Despite the company’s success in recent years, Blaize said they still struggle with getting people to respect their trade and their business. “It happens a lot with illustration. Whenever I give someone a price above $300, they’re like, ‘It’s just a drawing,’ and I’m like, ‘Well ok, draw it yourself,’” Blaize joked.
“Recently I rebranded and that gave me a bit more legitimacy and that has made people think twice before asking me for something for $20.
"Even at expos, if I went above a $100 asking price, I would not really see much people for the day. Instead of fighting up with those people, I look for clients who understand the value of what I’m giving them.”
Blaize said having a team and support system is crucial and having someone to focus on the administrative part of the business allows them to focus on the creative process.
“Not everything could be a one-man show. You have to find people who you can trust.”
Blaize said animation in TT can easily have a place on the world stage if enough resources are put into developing the industry.
“In five to ten years, I want TT to be an animation hub where companies can outsource to. This oil thing, we cannot ride for much longer and animation and 3D design can become a major part of our gross domestic profit (GDP) if we get the support and things are standardised.”

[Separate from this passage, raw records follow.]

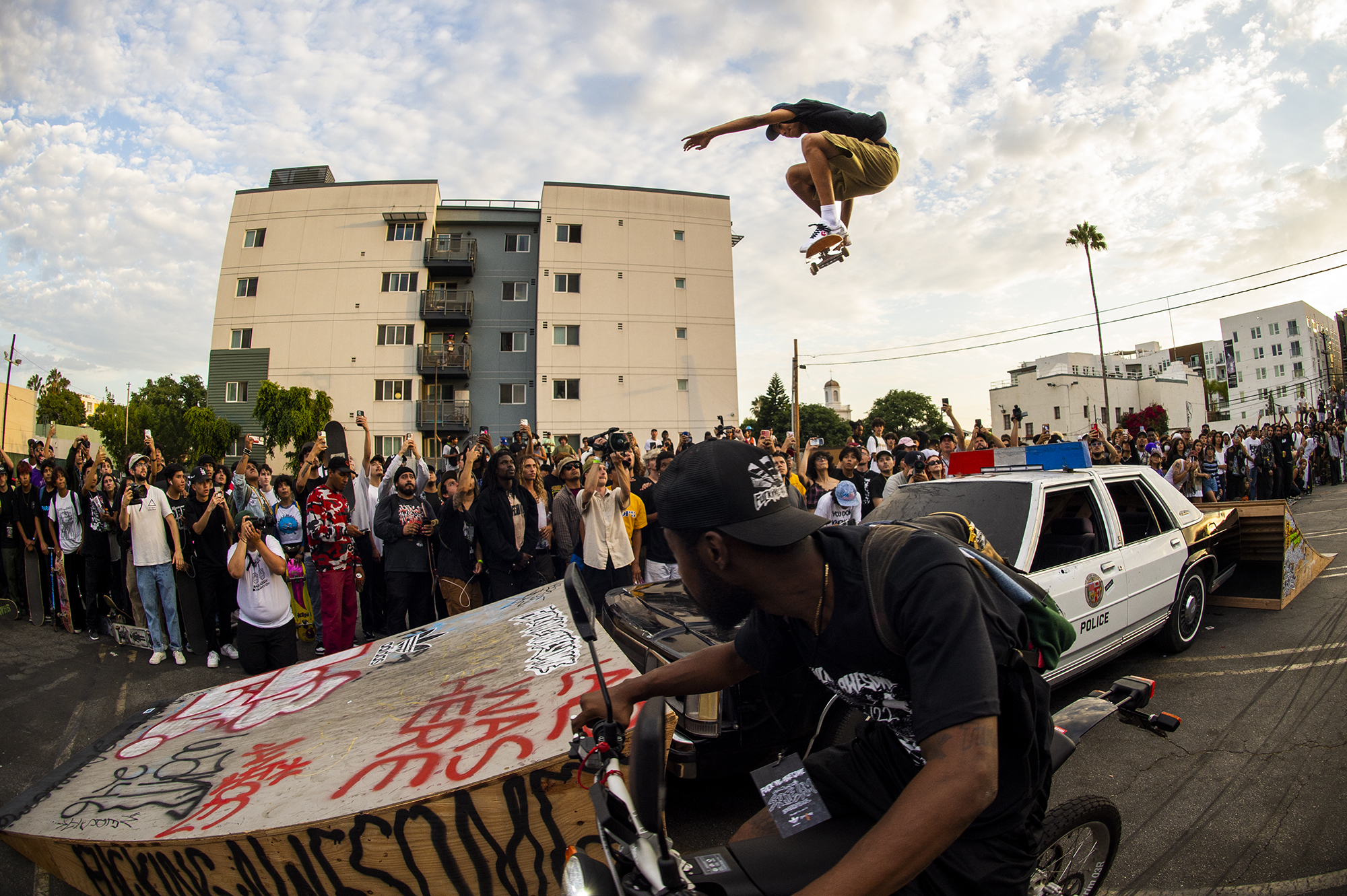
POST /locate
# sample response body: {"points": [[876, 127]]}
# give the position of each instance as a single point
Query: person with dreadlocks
{"points": [[507, 528]]}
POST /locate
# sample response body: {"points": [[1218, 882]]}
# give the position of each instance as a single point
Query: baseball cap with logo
{"points": [[736, 489]]}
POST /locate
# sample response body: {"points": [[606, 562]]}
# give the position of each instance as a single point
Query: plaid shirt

Blaize said standardisation of salaries for positions in graphic design and animation will give legitimacy to the field. “There are standardised prices in the United States, but that is not applicable here.”
Blaze said in TT, many artists play a game of “who you know”.
“You cannot underestimate the power of a link. There’s no pulling yourself up from the bootstraps in this industry. You have to know somebody.
“Having that privilege of knowing someone to give you that foot in the door is invaluable. You still have to prove your worth, but not having that link has been the career death for so many people. I have to be very grateful for that and I try to give people that foot in the door as well.”
In July, Blaize was asked to speak to young girls participating in the Digicel Foundation's Girls Power tech competition, meant to inspire and empower young women between the ages of 13 and 18 to pursue careers in ICT.
“It feels like a very important part of my career to be able to say to young girls that if you want to do this, you can. It’s not a ‘boys’ thing. There is nothing biological preventing you from doing what the boys are doing and doing it better in some cases.
“We have this thing where we discourage girls from going into certain fields and then telling them women are not good in that field, but how are we supposed to know if they are good or not if we discourage them from going into it?
“I want to be able to mentor people and bring them into my company as sub-contractors and continue to do better work so people could see that you can be from TT and do good work.
“Yes, my work passes a threshold where people don’t think it’s local anymore, but it’s sad that we have come to accept mediocrity.”
Blaize said they would like to see more work from TT emerging and, eventually, become internationally recognised.
“I want to see TT be taken more seriously in terms of people seeing animation being done really well."